Now, if you have your factory you will need lots of inputs and operators to keep it going. The supplies will need storage space and more people to manage vendor relationships and inventories itself. The end product will need some sort of distribution channel to reach the customers.
The stakes of the game will be so high that you will need an army of lawyers and PR professionals to scare off the barbarians wandering around the borders of your raising empire. And a praetorian guard^H^H^H^H^H^H^H^H^H HR team to keep all the rest together.
So, your chances of starting up another big car company are as good as your chances of your last name being Rockefeller. Even starting a little niche company in this industry (lets say, a golf carts firm) will require you to have significant resources; financial, political and otherwise. You will be messing up with your and other people's money, so a perfect business plan will be required before anything else.

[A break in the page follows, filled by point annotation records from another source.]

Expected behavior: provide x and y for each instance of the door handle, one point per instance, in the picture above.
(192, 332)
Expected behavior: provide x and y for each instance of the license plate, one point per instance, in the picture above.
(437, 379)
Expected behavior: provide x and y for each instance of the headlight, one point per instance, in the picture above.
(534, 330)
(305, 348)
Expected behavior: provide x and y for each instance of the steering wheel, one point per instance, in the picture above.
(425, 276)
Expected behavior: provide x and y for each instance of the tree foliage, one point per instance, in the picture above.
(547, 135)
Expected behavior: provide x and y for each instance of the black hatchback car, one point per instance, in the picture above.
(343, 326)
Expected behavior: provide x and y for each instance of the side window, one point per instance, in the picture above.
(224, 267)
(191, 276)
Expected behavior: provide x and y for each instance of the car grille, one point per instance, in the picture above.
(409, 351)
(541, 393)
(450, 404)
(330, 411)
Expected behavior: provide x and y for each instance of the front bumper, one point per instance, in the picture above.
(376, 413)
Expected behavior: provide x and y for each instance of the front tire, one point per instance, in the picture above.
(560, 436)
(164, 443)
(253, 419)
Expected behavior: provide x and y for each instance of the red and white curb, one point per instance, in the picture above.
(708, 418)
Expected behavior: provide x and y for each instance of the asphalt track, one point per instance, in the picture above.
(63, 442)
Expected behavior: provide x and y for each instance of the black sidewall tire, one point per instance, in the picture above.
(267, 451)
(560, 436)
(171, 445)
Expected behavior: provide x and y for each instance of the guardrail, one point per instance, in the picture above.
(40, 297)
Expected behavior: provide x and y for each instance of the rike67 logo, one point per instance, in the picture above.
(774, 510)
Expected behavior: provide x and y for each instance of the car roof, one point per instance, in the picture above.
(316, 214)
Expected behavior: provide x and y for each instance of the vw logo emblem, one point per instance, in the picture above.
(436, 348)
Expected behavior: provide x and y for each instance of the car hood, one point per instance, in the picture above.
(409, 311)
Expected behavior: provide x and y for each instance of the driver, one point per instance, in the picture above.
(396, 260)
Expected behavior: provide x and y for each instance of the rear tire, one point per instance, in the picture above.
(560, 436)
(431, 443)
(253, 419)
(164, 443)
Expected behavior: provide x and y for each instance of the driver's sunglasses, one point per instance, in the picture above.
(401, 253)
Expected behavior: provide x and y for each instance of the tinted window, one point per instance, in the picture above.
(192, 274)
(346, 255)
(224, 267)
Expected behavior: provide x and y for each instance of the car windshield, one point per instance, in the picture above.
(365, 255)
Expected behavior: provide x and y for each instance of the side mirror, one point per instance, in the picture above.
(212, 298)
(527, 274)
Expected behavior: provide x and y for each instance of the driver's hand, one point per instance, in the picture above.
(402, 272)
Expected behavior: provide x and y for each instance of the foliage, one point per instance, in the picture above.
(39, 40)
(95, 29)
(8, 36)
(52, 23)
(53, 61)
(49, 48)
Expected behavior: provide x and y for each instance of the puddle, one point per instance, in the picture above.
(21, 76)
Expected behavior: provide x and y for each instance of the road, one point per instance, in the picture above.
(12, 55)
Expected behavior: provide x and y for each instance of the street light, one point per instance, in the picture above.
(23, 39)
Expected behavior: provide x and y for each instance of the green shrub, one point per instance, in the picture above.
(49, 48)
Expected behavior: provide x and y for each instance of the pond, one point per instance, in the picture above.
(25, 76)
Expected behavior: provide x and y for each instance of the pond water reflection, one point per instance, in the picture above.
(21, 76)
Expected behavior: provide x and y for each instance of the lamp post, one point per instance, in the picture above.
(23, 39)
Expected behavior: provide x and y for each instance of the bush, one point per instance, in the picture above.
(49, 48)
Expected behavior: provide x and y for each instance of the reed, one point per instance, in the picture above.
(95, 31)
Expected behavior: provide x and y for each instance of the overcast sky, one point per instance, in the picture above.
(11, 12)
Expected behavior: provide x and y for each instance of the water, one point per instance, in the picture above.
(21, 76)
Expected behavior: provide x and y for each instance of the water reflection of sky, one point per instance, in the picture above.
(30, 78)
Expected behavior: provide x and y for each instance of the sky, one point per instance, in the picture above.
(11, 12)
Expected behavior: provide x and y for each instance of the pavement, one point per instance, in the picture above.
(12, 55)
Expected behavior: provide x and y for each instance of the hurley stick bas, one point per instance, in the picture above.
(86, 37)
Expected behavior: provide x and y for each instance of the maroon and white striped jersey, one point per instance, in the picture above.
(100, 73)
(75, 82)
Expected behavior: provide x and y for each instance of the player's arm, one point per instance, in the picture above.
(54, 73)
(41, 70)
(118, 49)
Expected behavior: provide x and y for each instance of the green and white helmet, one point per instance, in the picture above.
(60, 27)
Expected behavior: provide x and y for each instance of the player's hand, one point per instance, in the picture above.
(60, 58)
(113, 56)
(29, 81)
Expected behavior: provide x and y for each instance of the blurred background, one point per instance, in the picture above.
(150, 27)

If you are going to compare software companies with currently successful corporations, I would go Wallmart. To take on Wallmart will be foolish from day one, but so would be to take on Microsoft. A single founder can use personal middle class resources to start up small, learn as he goes and grow from there (at least until he pisses off either Wallmart or Microsoft).

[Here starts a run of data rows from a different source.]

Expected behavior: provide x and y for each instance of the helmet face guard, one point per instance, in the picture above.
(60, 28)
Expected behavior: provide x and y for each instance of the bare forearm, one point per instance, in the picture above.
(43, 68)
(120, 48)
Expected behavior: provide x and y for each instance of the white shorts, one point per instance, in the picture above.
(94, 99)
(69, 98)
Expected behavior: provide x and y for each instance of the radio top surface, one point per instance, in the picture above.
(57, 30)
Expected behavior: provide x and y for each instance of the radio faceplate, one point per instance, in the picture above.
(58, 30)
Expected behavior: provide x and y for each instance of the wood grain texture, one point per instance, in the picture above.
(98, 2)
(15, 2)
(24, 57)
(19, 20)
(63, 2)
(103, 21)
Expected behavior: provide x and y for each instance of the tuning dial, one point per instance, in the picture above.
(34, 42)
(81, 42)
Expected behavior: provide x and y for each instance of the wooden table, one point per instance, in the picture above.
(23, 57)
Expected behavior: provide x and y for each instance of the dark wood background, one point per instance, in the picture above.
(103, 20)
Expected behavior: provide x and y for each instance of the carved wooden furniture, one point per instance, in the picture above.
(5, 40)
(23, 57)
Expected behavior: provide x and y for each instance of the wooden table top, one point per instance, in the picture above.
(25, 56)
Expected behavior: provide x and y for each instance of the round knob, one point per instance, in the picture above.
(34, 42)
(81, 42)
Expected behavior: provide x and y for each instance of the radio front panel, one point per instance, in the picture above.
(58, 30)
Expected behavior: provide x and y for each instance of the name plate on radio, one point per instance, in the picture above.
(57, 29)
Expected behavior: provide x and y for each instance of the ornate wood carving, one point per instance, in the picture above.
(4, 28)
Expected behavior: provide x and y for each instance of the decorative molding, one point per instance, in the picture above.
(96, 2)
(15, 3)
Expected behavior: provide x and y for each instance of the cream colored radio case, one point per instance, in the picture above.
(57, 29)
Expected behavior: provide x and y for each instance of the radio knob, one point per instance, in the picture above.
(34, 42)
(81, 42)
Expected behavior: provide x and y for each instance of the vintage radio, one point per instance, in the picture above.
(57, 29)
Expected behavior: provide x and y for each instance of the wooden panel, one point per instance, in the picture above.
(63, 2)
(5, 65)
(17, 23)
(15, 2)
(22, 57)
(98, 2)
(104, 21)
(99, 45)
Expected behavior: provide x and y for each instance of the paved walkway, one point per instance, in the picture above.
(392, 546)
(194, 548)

Posted by: C R Patiño | May 11, 2009 at 10:17 PM
What isn't addressed here is the cost of marketing these products by industry. The amount of advertising and positioning and the skillfulness of that marketing has a huge impact on the ending revenue. It's not all about production. As Peter Drucker said, the purpose of an organization is to innovate and market. They are equal players.
Posted by: Thomas Attila Lewis | May 12, 2009 at 03:44 PM
There is a flaw here:
> The median annual revenue per employee is around $160,000.
> Almost all (90%) of software businesses generate under
> $300,000 / employee. By comparison, General Motors has
> revenue of $600,000 per employee; Walmart $200,000; Intel
> $450,000; Exxon $5,000,000
You can't simply put the total revenue ignoring the gross margin associated with the revenues which is really different between Automotive (industrial cost) and Software.